Susana Gisbert. Estamos acostumbrado a oírlo: las mujeres y los niños primero. Sea
un naufragio -todos recordamos la escena de Titanic- o sea cualquier
otra situación de riesgo, parece que la prioridad está ahí. Y de
ahí se traslada a otros lugares, y, en cuanto nos hablan de algún
terrible ataque, atentado o desgracia, el locutor de turno apostilla
que entre los tropemil muertos, X eran mujeres y niños. No falla.

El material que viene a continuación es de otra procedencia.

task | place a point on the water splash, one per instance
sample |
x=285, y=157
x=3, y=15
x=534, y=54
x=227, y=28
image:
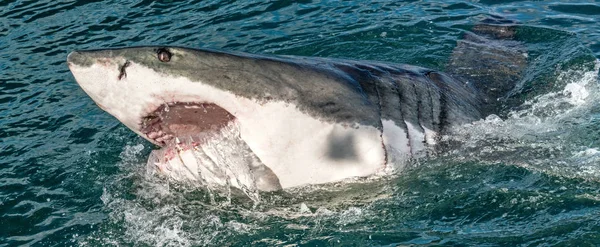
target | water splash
x=546, y=133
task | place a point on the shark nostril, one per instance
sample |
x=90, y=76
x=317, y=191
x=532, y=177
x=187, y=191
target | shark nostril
x=122, y=72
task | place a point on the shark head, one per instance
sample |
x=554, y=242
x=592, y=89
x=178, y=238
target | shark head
x=298, y=121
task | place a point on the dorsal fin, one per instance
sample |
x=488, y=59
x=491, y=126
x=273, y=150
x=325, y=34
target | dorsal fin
x=490, y=60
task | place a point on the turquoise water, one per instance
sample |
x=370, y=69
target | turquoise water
x=72, y=175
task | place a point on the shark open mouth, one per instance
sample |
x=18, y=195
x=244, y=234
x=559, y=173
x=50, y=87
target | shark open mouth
x=201, y=143
x=184, y=119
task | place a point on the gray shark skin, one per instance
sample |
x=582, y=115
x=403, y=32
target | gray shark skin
x=301, y=120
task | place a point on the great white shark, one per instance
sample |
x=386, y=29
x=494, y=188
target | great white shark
x=273, y=122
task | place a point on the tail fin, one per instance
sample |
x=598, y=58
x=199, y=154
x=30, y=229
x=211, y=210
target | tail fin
x=490, y=60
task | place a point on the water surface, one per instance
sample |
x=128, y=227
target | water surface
x=70, y=174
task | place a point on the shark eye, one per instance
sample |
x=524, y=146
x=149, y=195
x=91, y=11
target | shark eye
x=163, y=55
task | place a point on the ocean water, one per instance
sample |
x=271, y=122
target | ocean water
x=72, y=175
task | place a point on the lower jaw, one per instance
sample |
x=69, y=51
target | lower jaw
x=215, y=159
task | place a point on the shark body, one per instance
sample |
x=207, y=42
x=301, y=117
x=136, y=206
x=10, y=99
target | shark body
x=272, y=122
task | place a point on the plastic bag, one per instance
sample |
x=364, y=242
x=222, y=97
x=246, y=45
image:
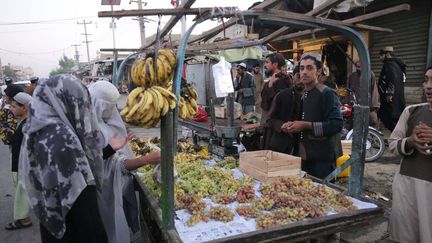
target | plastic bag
x=201, y=115
x=222, y=78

El lenguaje es perverso, y deja escapar los patrones que la realidad
a veces niega. Y esa paridad entre mujeres y niños, como si se
trataran de dos colectivos de personas indefensas, a mí
personalmente me toca el trigémino. Por supuesto que la muerte de un
niño tiene un plus sobre la de un adulto, pero la muerte de una
mujer es exactamente igual que la de un hombre. Salvo que se trate,
claro está, de que esa muerte sea debida a su condición de mujer,
como ocurre con la violencia de género, pero ésa es otra historia.

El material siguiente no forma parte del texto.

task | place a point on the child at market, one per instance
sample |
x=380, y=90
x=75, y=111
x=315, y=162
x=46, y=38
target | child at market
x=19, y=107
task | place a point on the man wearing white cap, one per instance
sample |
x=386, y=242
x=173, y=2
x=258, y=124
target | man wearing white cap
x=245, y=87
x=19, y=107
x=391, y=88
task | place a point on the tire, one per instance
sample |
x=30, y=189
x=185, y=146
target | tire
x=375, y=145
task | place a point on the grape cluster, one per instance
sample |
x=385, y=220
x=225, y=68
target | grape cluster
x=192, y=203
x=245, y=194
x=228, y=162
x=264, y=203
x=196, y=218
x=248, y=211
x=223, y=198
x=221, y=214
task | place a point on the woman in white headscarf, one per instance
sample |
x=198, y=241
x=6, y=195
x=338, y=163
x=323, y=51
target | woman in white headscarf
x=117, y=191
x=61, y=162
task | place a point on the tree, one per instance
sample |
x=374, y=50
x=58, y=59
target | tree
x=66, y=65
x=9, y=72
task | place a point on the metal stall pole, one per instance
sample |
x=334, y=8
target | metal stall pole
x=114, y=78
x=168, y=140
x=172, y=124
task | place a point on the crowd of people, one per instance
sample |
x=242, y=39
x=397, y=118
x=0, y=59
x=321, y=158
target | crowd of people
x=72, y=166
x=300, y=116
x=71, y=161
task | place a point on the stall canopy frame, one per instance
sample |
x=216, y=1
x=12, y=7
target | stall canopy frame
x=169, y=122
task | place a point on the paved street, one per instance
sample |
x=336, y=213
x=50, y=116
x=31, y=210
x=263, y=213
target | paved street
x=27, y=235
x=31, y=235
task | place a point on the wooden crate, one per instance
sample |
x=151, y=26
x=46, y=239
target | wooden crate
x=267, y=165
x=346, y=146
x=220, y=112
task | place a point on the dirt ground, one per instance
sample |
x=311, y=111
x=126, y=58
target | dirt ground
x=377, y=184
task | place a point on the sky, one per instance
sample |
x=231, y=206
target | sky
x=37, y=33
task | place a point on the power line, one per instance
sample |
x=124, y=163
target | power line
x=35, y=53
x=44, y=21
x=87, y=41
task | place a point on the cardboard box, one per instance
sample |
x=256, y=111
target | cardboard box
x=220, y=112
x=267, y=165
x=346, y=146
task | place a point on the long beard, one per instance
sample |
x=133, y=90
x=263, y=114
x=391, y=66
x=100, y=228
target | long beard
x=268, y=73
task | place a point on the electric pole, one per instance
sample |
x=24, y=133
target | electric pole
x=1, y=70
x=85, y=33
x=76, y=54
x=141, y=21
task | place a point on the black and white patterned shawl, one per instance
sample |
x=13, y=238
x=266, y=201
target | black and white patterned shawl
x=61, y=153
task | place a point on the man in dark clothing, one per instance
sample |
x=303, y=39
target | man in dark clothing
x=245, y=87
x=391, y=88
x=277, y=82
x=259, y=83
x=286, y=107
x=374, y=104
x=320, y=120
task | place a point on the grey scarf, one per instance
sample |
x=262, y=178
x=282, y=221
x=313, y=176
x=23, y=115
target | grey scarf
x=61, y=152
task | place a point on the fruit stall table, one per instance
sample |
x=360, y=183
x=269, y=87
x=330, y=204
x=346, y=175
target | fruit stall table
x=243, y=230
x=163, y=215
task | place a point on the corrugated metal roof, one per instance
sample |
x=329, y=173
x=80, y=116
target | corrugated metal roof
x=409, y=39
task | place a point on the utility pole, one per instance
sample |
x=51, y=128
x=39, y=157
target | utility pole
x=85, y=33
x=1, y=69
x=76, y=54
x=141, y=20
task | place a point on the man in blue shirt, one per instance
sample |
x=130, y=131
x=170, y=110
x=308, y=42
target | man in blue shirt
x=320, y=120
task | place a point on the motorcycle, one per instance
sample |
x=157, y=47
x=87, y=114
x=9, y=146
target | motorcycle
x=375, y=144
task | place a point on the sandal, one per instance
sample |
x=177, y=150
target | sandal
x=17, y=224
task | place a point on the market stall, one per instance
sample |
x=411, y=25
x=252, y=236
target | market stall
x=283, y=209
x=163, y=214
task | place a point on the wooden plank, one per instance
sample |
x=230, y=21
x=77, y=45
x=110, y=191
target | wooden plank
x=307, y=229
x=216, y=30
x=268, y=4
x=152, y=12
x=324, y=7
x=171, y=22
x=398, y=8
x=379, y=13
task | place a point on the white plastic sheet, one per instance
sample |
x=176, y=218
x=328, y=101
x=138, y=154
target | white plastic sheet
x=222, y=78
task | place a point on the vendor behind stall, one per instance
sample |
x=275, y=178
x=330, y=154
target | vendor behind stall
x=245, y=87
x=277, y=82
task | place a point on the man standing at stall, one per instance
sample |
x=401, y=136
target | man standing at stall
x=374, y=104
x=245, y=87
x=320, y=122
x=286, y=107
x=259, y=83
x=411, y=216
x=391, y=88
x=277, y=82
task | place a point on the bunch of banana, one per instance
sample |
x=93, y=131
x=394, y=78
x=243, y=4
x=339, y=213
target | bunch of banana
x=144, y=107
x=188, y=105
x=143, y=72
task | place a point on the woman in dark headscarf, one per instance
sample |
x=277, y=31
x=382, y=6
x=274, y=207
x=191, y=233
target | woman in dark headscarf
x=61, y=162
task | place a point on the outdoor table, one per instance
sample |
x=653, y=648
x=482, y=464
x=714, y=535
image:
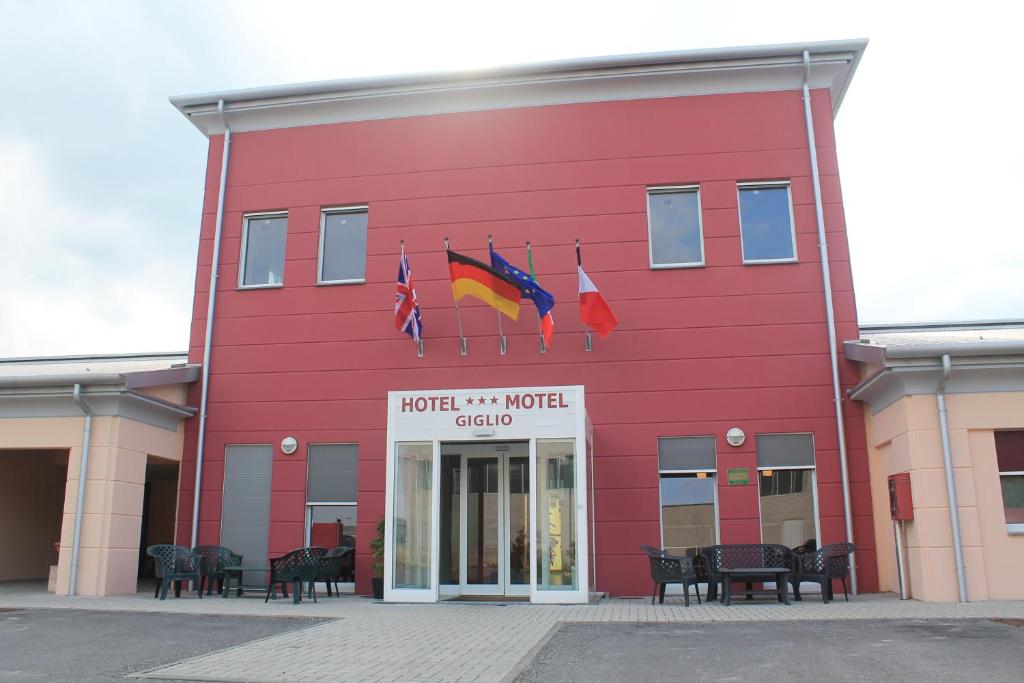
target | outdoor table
x=750, y=574
x=296, y=586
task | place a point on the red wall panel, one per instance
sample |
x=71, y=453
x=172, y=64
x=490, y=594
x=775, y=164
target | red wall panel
x=697, y=351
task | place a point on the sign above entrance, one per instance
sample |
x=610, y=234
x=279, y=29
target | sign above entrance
x=469, y=410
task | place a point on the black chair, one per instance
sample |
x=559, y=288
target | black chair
x=666, y=568
x=174, y=563
x=821, y=566
x=296, y=567
x=217, y=562
x=339, y=565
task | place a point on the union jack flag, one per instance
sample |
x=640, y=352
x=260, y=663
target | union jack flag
x=407, y=308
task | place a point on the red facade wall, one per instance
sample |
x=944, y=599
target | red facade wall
x=697, y=351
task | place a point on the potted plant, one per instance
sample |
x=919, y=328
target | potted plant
x=377, y=553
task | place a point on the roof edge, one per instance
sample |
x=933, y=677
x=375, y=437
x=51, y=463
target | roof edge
x=201, y=108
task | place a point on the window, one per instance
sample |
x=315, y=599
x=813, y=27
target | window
x=675, y=235
x=1010, y=456
x=688, y=494
x=263, y=251
x=766, y=224
x=343, y=246
x=331, y=497
x=785, y=469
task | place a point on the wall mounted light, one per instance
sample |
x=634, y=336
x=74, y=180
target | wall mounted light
x=735, y=436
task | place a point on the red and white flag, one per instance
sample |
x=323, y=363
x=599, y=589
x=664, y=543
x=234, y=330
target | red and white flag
x=594, y=310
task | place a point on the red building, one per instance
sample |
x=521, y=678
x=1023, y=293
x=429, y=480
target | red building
x=688, y=180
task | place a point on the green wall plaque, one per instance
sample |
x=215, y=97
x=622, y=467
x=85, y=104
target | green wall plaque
x=738, y=476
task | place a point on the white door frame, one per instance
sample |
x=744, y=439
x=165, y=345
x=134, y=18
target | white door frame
x=516, y=414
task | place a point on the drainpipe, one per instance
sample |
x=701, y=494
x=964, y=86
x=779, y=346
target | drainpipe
x=830, y=314
x=83, y=470
x=214, y=265
x=947, y=461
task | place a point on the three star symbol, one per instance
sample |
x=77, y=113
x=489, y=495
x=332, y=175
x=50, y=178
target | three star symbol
x=481, y=400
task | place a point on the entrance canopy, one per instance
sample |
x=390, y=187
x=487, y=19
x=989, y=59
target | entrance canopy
x=534, y=474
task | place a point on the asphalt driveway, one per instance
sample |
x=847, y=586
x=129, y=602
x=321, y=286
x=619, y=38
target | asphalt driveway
x=887, y=650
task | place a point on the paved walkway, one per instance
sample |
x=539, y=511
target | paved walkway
x=370, y=641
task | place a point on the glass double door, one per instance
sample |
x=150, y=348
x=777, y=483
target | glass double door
x=485, y=519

Seguir parificando, en pleno siglo XXI, a las mujeres con los niños,
es fruto de un machismo claro, de ése que anda escondido en el disco
duro de nuestra sociedad y en cuanto puede sale a la luz para que no
nos olvidemos que ahí sigue. Y por muchos años, si nadie lo evita.
Ya sé que algunos pensarán que estoy tirando piedras a mi tejado.
Pero de eso nada. Yo no aspiro a que me traten mejor, aspiro a que me
traten igual. Aunque eso no conlleve el privilegio de ser la primera
en tener chaleco salvavidas en un naufragio. Lo que deseo es que
todos tengamos chaleco. Tal cual.
Así que, señores locutores, piénsenselo bien la próxima vez que
nos hablen de un atentado, de un desastre natural o de una catástrofe
humanitaria. Las personas adultas somos personas adultas, sin más,
no es peor ni mejor la muerte de una mujer que la de un hombre. Y,
desde luego, no es comparable a la de un niño. Ni a la de una niña,
claro, que hasta ahí sale el machismo.
Y en cuanto a nosotras, no cedamos a un falso privilegio. No es más
que pan para hoy y hambre para mañana. Y de eso sabemos un rato.